Hello.
I am trying to understand a weird phenomenon and I really hope you can help me, as it seems to underpin something quite fundamental that I am missing here.
I have a batch of images. The first k
are passed through an embedding network, the other k*n are passed through the same network and also through an RNN network which outputs k hidden states(I believe the details are not important). I then input the k
hidden states and the k
embedding from the first group to a relation networks which compares them.

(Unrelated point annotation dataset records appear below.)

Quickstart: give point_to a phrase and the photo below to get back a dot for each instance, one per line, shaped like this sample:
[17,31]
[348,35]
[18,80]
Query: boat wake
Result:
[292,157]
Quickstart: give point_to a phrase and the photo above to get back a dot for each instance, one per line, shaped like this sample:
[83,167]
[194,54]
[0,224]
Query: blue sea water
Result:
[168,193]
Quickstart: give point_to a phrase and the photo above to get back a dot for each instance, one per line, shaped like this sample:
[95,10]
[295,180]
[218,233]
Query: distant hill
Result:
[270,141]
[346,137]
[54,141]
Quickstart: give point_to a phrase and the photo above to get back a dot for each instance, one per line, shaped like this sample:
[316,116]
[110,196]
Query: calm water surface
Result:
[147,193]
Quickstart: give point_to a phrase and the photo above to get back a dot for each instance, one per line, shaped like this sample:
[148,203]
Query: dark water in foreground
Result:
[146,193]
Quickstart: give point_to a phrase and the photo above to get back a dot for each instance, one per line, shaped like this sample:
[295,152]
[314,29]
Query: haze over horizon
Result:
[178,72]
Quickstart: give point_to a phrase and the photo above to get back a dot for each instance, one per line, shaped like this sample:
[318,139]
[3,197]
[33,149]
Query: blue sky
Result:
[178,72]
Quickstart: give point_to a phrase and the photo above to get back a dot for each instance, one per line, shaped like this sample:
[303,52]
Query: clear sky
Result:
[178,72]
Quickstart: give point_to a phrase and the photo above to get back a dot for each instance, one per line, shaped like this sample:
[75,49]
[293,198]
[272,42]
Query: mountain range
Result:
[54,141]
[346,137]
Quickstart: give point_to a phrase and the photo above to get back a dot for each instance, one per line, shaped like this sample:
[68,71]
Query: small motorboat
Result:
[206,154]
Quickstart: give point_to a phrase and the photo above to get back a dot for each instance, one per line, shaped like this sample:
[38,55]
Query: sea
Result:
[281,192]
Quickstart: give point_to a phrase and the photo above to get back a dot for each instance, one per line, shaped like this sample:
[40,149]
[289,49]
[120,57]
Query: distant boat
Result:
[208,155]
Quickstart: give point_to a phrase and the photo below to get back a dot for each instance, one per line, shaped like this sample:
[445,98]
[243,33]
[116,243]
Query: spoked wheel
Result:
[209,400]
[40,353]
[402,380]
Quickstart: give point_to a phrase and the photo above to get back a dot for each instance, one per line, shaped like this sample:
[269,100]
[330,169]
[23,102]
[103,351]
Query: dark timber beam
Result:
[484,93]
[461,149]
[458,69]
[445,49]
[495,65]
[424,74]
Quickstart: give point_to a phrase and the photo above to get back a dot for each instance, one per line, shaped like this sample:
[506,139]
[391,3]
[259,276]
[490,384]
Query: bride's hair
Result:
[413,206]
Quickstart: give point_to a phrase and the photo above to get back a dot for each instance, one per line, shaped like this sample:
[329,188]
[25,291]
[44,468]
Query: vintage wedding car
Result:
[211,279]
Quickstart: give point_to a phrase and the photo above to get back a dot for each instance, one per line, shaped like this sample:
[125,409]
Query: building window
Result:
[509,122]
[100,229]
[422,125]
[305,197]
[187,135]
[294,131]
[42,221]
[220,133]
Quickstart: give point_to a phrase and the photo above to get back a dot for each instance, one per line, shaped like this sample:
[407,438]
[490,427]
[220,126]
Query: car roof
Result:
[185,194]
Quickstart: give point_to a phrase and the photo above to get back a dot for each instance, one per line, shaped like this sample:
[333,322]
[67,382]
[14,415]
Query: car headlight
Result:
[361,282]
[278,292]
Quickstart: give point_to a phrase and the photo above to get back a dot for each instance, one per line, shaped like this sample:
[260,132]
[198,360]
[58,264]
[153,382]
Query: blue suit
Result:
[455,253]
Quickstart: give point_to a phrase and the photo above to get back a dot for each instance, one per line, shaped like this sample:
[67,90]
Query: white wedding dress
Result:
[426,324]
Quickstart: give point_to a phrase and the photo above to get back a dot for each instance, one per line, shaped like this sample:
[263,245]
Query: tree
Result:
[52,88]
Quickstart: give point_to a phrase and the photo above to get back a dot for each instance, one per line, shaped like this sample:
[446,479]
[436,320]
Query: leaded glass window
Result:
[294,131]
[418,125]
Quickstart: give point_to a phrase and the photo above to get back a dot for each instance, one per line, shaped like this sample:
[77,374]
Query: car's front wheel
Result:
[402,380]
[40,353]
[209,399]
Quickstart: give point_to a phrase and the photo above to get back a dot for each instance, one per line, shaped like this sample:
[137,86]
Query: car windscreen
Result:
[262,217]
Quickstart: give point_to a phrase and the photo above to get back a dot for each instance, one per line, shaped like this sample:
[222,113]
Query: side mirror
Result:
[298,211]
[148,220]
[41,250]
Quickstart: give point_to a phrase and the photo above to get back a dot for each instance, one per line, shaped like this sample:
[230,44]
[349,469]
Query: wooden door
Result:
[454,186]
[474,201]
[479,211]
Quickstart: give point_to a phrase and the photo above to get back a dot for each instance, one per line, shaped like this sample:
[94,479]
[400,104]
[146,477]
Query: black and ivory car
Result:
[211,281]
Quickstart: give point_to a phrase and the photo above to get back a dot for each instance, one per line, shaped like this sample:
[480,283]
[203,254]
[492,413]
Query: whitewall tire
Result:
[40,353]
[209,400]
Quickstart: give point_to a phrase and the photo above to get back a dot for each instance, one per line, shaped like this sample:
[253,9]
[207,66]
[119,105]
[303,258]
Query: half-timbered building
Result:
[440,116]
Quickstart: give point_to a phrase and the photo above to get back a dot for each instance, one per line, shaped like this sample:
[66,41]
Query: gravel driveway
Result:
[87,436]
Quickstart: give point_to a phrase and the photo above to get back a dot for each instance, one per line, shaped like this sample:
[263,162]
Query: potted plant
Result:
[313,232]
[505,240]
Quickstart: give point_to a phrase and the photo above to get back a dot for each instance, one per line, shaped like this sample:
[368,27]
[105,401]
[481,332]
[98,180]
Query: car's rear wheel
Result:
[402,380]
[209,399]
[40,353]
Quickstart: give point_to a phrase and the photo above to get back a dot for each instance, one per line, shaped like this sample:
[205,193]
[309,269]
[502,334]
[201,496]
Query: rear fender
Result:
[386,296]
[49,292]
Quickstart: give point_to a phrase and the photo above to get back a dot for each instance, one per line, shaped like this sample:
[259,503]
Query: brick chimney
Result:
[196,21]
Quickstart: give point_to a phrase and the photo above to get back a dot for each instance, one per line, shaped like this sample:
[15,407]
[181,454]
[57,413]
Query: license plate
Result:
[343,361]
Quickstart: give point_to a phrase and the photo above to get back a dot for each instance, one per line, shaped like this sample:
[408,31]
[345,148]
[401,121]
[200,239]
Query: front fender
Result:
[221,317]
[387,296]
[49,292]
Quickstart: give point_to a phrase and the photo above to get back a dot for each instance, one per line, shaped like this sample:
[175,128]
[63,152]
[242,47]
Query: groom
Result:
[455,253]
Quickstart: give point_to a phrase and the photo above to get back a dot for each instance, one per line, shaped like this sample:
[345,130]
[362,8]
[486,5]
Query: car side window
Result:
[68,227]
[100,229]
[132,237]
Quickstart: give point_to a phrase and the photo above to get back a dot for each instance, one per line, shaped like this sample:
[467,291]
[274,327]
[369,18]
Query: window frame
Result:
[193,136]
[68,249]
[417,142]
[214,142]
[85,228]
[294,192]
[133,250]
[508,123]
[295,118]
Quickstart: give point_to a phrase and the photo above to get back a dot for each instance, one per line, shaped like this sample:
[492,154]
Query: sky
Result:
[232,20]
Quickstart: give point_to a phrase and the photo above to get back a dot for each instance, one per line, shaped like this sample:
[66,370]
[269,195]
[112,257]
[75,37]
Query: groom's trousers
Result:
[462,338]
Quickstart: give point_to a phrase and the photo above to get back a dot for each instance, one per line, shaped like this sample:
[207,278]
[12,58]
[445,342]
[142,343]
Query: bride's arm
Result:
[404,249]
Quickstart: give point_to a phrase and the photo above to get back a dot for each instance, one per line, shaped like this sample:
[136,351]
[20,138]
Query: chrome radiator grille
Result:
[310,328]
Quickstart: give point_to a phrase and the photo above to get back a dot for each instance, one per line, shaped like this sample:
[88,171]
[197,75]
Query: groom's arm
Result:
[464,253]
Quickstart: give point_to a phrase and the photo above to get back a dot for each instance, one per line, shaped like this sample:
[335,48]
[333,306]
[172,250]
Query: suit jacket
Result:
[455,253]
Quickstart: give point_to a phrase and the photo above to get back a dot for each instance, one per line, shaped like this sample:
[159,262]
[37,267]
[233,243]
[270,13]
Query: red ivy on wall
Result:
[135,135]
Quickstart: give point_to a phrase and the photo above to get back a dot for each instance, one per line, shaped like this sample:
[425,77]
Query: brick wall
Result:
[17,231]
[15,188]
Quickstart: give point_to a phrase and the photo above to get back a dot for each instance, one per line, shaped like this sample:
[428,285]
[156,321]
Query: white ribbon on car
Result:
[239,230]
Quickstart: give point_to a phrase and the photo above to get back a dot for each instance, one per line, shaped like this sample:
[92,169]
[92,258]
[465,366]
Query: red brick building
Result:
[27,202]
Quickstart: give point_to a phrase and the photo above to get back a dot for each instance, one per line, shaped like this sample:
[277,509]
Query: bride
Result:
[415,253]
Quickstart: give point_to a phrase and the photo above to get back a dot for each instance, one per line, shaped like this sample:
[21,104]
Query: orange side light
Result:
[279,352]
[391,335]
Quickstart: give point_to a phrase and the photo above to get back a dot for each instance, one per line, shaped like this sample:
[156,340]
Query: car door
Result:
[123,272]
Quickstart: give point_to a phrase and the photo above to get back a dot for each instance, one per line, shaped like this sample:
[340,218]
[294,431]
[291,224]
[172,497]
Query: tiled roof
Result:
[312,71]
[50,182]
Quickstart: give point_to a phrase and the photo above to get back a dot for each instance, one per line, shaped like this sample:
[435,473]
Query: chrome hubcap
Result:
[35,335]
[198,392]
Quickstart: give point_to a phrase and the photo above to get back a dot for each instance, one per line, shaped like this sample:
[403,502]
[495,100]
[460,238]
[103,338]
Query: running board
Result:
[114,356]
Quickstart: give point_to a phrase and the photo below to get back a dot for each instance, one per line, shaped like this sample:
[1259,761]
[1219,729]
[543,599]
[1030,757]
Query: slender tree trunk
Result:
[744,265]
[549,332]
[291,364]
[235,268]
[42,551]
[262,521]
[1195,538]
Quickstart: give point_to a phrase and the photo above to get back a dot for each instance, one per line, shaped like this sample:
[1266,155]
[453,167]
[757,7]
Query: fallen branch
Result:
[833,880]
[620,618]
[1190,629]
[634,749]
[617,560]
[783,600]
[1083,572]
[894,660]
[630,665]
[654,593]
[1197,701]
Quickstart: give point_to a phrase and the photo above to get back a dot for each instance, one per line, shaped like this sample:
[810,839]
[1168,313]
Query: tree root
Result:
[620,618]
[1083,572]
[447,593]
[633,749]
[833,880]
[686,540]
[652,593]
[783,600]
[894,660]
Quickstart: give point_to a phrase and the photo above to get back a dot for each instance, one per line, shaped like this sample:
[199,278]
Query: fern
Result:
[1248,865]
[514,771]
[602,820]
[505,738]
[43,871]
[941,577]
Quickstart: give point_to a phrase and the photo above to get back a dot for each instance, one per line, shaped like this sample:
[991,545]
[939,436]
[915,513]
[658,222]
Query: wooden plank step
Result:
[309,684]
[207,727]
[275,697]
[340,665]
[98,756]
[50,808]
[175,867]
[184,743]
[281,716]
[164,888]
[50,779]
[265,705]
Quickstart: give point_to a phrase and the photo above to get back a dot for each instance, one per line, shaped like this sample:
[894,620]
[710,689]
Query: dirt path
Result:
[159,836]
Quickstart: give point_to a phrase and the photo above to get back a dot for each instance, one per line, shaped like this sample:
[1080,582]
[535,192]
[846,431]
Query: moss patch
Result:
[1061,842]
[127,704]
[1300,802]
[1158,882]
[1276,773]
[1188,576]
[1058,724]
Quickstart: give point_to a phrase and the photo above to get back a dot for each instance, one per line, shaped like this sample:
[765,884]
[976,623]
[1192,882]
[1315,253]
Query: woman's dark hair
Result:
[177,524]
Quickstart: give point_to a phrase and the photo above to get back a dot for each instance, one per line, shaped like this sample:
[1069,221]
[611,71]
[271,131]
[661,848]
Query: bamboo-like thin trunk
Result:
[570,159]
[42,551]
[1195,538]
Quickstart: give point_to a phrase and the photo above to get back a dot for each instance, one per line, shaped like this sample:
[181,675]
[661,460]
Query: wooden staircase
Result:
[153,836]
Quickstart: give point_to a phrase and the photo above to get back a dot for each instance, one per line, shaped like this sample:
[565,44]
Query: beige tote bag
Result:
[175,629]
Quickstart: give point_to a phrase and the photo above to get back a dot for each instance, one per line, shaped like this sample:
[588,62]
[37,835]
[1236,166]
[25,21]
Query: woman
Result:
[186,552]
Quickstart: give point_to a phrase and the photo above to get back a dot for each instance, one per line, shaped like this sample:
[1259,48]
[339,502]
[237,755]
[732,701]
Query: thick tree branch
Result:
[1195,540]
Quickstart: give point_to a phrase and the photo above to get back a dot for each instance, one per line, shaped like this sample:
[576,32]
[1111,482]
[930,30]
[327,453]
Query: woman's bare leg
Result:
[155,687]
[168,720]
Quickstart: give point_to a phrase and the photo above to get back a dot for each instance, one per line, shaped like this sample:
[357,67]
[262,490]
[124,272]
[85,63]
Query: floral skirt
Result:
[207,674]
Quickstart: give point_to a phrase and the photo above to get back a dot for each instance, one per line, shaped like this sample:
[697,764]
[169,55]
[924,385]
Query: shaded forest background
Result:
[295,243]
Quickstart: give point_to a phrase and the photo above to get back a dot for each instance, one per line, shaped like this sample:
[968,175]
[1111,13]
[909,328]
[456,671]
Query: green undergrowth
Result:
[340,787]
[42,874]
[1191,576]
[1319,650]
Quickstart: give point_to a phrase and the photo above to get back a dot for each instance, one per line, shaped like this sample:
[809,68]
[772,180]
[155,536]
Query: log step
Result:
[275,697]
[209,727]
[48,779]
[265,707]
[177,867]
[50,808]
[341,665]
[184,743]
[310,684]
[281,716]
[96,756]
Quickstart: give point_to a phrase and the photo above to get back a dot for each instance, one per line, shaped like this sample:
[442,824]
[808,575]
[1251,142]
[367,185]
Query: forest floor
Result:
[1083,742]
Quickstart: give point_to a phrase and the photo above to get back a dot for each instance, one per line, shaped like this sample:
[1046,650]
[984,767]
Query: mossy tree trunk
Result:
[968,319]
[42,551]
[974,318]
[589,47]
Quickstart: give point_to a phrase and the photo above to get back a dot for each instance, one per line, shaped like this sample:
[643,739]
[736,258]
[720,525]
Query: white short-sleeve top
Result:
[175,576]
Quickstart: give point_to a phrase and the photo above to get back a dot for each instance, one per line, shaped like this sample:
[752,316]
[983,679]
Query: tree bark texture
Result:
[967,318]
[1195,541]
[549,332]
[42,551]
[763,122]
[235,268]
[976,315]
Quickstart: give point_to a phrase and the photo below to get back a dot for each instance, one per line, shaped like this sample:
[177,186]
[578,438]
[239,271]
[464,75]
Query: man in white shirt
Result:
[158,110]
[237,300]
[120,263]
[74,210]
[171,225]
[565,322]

Everything else equal, I noticed that the order of embedding at the beginning of the training step is important in such a way that, in one case, the gradient rapidly goes to zero and the network doesn’t learn anything, and in the other it learns rapidly.
x
is the batch of images.
This is the one that doesn’t work.
A = x[:k]
B = x[k:]
emb_A = model.image_embedding(A)
emb_B = model.image_embedding(B)
...
I have also tried to use two different networks (with same architecture) for emb_A
and emb_B
, with the same unsatisfying results.
this is the one that works:
emb_all = model.image_embedding(x)
emb_A = emb_all[:k]
emb_B = emb_all[k:]
...
I don’t understand why it should matter whether I separated the images before or after doing the embedding. I do get a hint that by reusing the same network on the two groups the gradient may have trouble converging - but as I said the same thing happens when 2 networks are used, which makes me believe that its due to the slicing operation.
Does anyone have any idea?
Thanks